Sekip durduğumuz bu iki mertebe arasında insanlıktan bîhaber “sözde insanlar” olarak yaşadığımızı farketmem insanlık arayışına itiyor beni. Yaşamaya meyilli olan iki üç cesetle birlikte yaşamayı öğrenmek… İzlemlediğim olayları sorguladığımda dikenlerle kaplı bir yol karşılıyor beni. Yaşamın insanlar için böyle de devam ettiğini anlıyorum. Ölümden korkmamız da belki bu yüzden. Yaşamanın ne demek olduğunu bilmeyişimiz, onun zıttı olan ölümü algılamamıza engel oluyor.
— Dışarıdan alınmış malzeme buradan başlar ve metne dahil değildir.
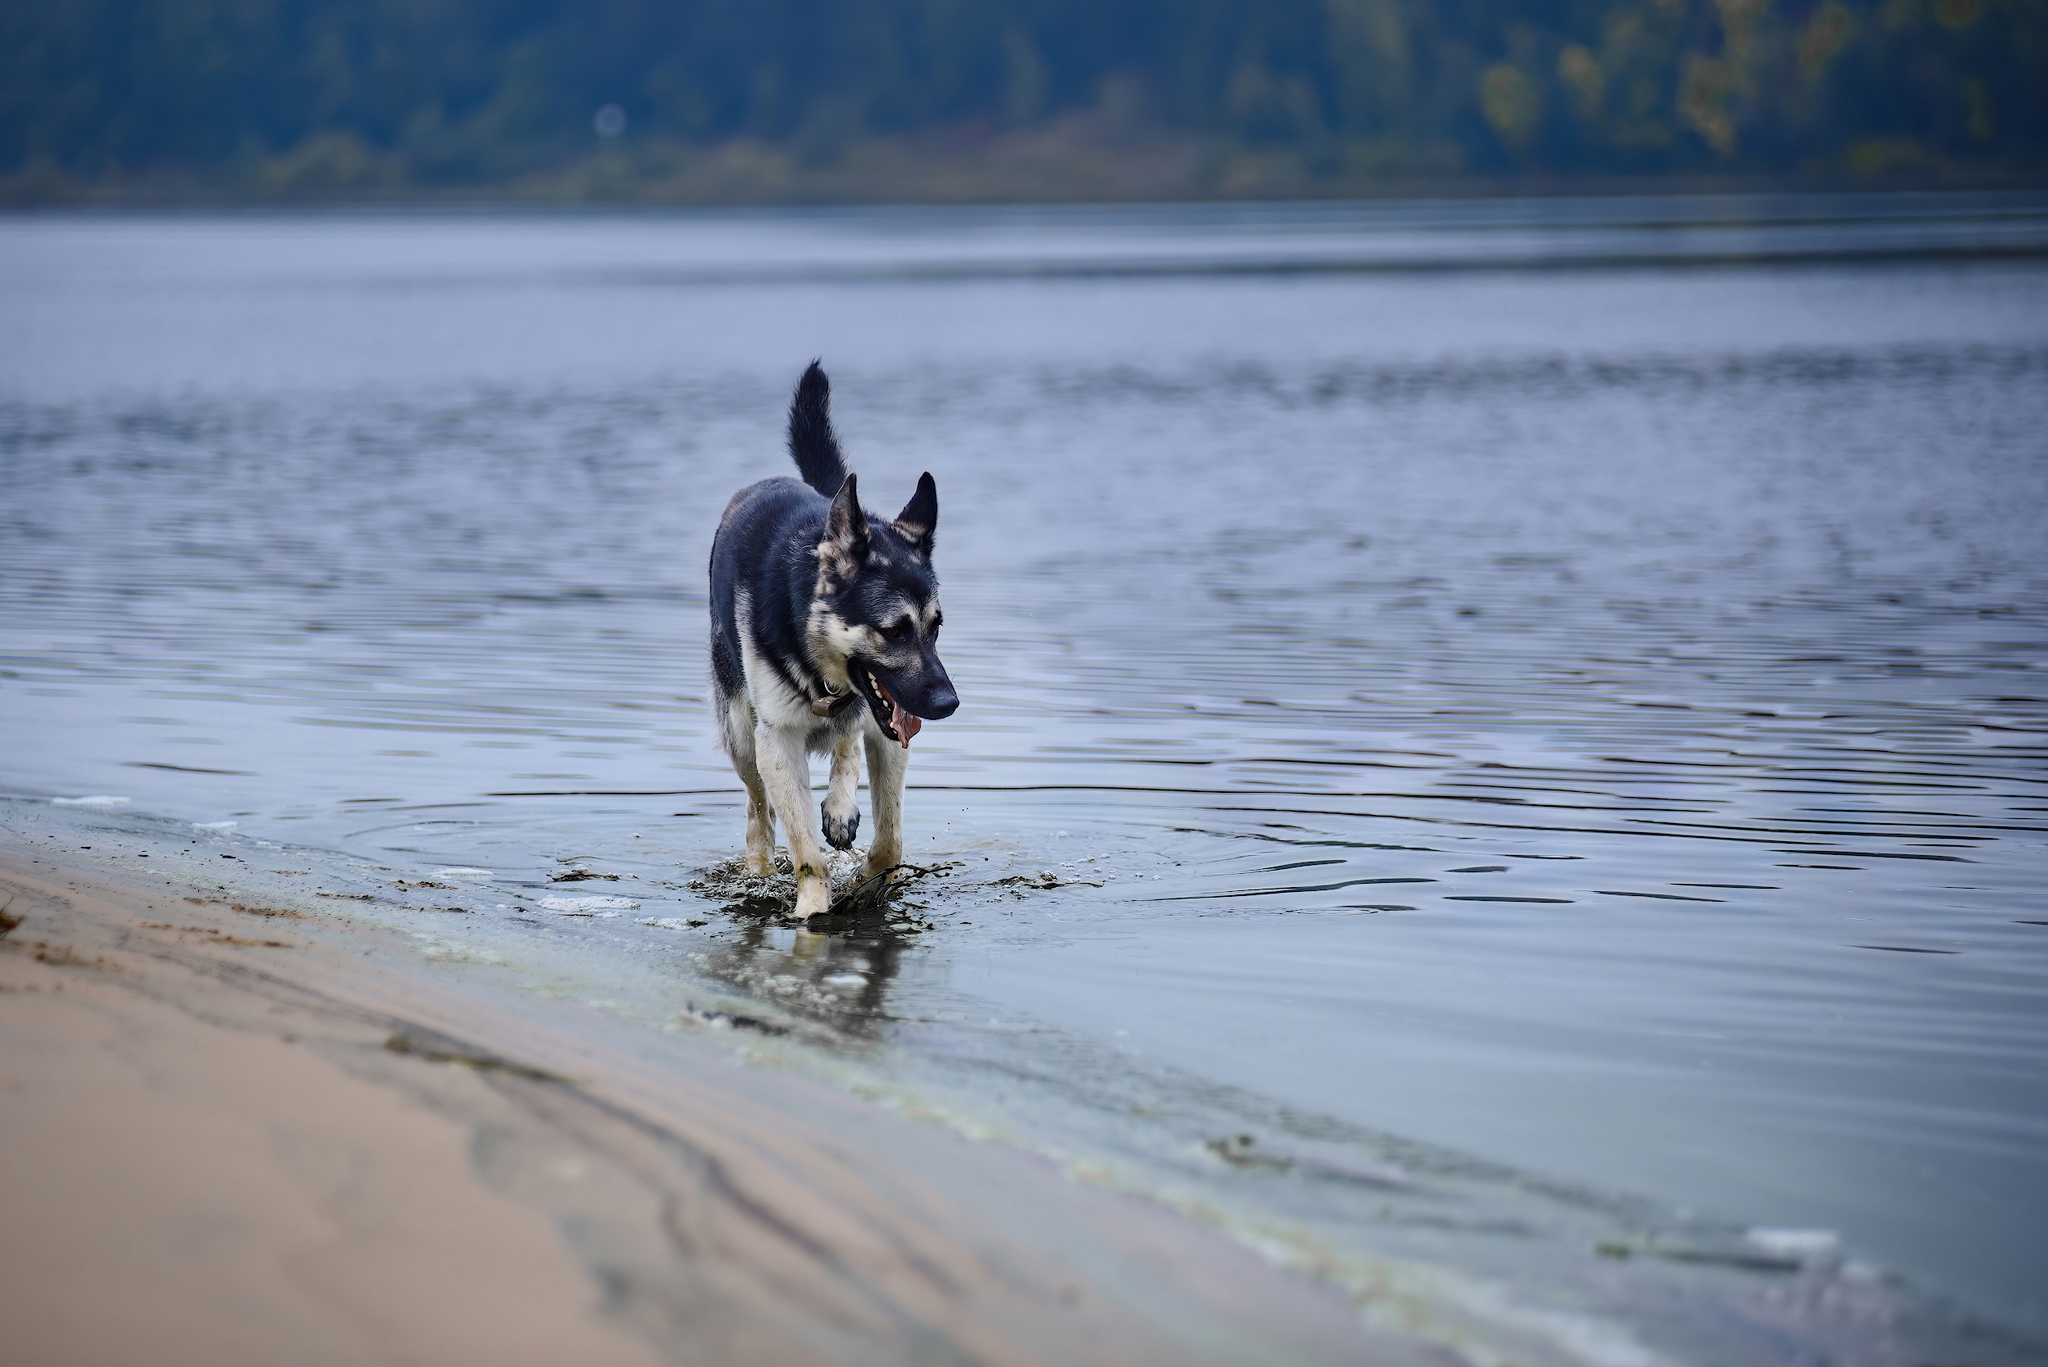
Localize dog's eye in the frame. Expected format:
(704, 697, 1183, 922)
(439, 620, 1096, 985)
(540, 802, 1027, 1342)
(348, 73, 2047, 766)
(881, 619, 913, 640)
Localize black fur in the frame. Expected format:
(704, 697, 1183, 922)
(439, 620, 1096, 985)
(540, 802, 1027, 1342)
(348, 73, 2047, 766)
(822, 807, 860, 849)
(786, 360, 848, 497)
(707, 473, 839, 707)
(895, 471, 937, 556)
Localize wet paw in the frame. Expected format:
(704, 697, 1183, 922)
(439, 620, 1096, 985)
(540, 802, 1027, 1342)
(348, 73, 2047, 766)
(822, 803, 860, 850)
(794, 874, 830, 921)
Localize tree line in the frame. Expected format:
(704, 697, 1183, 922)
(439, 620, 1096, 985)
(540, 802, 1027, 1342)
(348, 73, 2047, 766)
(2, 0, 2041, 199)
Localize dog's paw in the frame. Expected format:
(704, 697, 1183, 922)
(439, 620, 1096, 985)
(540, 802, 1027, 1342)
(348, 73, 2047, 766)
(822, 803, 860, 850)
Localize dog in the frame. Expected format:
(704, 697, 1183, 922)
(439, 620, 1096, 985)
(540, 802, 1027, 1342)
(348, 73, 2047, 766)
(708, 362, 959, 919)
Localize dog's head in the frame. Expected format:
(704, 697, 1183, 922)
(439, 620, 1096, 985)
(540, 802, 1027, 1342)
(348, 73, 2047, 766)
(812, 472, 958, 747)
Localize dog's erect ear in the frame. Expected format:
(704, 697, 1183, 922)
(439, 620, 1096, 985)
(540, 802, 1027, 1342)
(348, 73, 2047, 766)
(820, 473, 868, 582)
(893, 473, 938, 555)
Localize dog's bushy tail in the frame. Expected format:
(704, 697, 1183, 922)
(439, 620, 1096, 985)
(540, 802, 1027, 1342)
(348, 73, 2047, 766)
(788, 361, 849, 496)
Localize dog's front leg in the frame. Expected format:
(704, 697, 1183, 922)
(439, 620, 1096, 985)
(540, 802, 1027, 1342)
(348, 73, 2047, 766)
(862, 727, 908, 883)
(822, 727, 862, 849)
(754, 721, 832, 919)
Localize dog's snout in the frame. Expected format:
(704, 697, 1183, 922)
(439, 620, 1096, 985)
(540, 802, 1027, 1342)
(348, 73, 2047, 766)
(922, 682, 959, 720)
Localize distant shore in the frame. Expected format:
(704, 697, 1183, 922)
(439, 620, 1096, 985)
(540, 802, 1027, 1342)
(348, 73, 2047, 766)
(0, 814, 1458, 1367)
(6, 129, 2043, 211)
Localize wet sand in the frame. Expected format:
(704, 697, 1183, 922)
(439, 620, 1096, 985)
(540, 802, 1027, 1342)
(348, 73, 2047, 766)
(0, 833, 1461, 1367)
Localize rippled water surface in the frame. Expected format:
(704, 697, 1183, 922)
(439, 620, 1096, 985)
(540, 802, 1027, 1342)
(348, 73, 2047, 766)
(4, 198, 2047, 1365)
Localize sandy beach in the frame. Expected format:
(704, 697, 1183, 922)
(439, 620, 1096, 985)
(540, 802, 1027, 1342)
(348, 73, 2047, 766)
(0, 821, 1466, 1367)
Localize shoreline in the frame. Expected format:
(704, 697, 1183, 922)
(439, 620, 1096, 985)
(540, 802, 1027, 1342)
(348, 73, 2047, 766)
(0, 818, 1461, 1367)
(6, 146, 2045, 211)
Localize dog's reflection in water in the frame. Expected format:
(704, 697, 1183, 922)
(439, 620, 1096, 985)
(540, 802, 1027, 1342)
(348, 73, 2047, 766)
(695, 867, 925, 1039)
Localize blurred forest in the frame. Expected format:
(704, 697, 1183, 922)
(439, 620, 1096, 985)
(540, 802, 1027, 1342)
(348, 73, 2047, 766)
(2, 0, 2043, 201)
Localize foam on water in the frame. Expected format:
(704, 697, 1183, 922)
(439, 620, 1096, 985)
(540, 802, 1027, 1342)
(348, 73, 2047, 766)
(539, 896, 638, 914)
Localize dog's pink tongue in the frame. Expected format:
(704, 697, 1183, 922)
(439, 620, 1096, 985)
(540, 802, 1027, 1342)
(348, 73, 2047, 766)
(892, 701, 921, 749)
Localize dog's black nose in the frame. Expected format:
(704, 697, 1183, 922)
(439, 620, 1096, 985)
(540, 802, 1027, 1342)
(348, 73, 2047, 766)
(921, 683, 959, 720)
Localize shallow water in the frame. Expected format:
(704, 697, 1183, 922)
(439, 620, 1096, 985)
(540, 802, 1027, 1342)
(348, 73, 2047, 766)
(4, 197, 2047, 1365)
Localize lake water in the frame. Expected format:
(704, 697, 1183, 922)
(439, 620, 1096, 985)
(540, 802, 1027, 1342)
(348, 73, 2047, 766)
(4, 195, 2047, 1366)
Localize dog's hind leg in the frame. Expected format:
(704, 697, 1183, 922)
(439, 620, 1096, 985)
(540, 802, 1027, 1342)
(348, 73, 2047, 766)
(861, 726, 908, 883)
(742, 781, 777, 878)
(721, 696, 776, 876)
(754, 721, 832, 919)
(822, 728, 861, 850)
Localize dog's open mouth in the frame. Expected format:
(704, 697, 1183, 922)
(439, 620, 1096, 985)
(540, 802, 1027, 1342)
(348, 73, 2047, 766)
(852, 662, 920, 749)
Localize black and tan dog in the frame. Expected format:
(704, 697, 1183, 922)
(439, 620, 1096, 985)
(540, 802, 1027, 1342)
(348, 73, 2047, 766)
(708, 363, 959, 919)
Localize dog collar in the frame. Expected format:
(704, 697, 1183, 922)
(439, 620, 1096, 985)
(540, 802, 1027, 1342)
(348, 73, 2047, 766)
(809, 690, 860, 719)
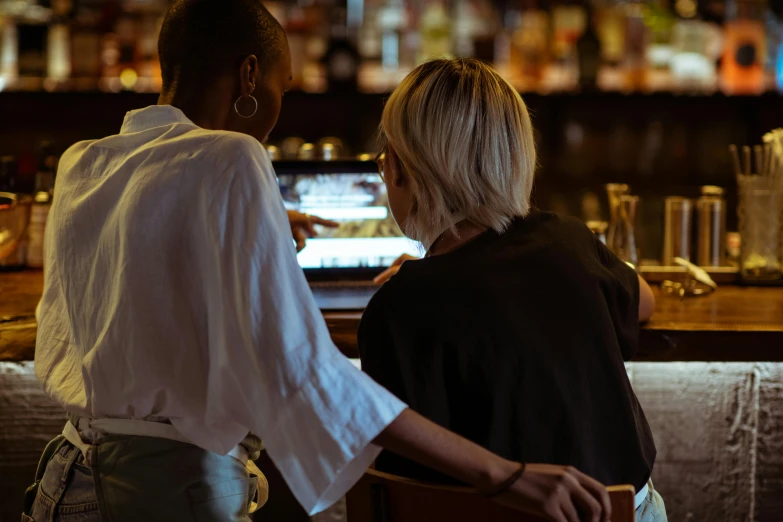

Her ne şekilde olursa olsun ömrümüzün yettiğince nefes alıyoruz, her tanesine muhtaç olduğumuz havadan. Kuruluyuz saat gibi kurulmamız gereken zamanlara. Putlaştırdığımız kavramları zikrediyoruz ve tapılan olmak istiyoruz büyük bir kibirle. Ne var ki Firavun’un bütün çabalarına rağmen olamadığı gibi biz de olamıyoruz. Hedefimize koşarak ilerlemeye çalışsak da bir yanımız hep çukur. Çamura batmaktan kurtulamıyoruz. Çamura batmaktan veya çamurlaşmaktan. Oysa her gün beden süsümüzü takındığımız aynada yüz yüze geldiğimiz ama yüzleşmeye asla cesaretimizin olmadığı asıl sureti, cesetten ruha birleştirebilsek ve tanrının kulları olma ibadetine erişebilsek öteye kanat açabiliriz. Kim bilir, kendi bedenimizin ötesine kavuşup insan olma mertebesine eriştikten sonra başkalarının ten renklerinden, cinsiyetlerinden, ırklarından, kimlik olarak üzerilerine her ne verilmiş ve kabul edilmişse onlardan sıyrılıp, başkalarının içlerinin yansıması olan gözlerden bir yolculuğa çıkıp ve insanlığı bulup kuytusundan imtihan olduğumuz bu dünyaya fırlatabiliriz.
Beden ve ötesine, aynadan başladığımız yolculuk sayesinde, insanlığın olması gerektiği mertebeye ayak basmasına yardımcı olabiliriz. Beden ve ötesine. Kim bilir!